An exactly similar pattern prevails in developed industrial countries for this sector (Chart 8), suggesting that this is not a pattern specific to developing country producers in this sector. Charts 9 and 10 suggest that similar inferences can be made also for the category of "scientific and professional equipment" production in developing and developed countries.

      


            

 
What all this implies is that these sectors – at least over the period under question – were not characterised by dynamic increasing returns in the sense that is usually meant, and that there was therefore a clear trade-off between employment growth and productivity growth. Insofar as there was high employment growth in some countries in these broad sectors, it reflected lower rates of labour-saving technological change as much as demand-led expansion.
 
The other major categories in which developing country manufactured exports have grown significantly and in which developing countries as a whole have increased their shares of world markets, are plastic products and fabricated metal products. Charts 11 and 12 show employment and productivity growth for major developing country exporters.

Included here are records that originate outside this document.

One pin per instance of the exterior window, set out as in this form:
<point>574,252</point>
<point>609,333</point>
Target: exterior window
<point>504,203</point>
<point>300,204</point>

Once again, the inverse relation appears to operate, barring some spectacular outliers such as Thailand in the case of fabricated metal products (in which the high rates of employment and productivity growth are both upon low bases).

       


          

 
What is especially notable is that in all of these supposedly dynamic developing country export sectors, only a handful of countries - and that too, mainly confined to the East/Southeast Asian region – showed very high rates of employment expansion over this period. These were Malaysia, Indonesia, Philippines, and most of all China. Indeed, because China shows relatively high rates of growth of employment, all of which reflect the already huge base of manufacturing employment, it alone accounts for the vast bulk of job creation among all developing countries over this period. And, as we have already mentioned, this very large increase in turn was associated with the fact of import regulation and state control for China's domestic manufacturing sector over most of this period.
 
In sum, the evidence on developing country manufacturing employment, even in the sectors supposedly associated with the highest rates of export expansion and industrial relocation, suggests that net increases in employment generation have been concentrated in very few countries. Most developing countries have actually experienced stagnation or even declines in aggregate manufacturing employment.
 
This in turn reflects technological changes which lead to greater use of labour-saving methods of production which are expressed in high rates of productivity growth in some countries. And this may result from the greater competitive pressures, which have come about simply because of the combination of increased concentration of production and need to generate higher export revenues across all developing countries.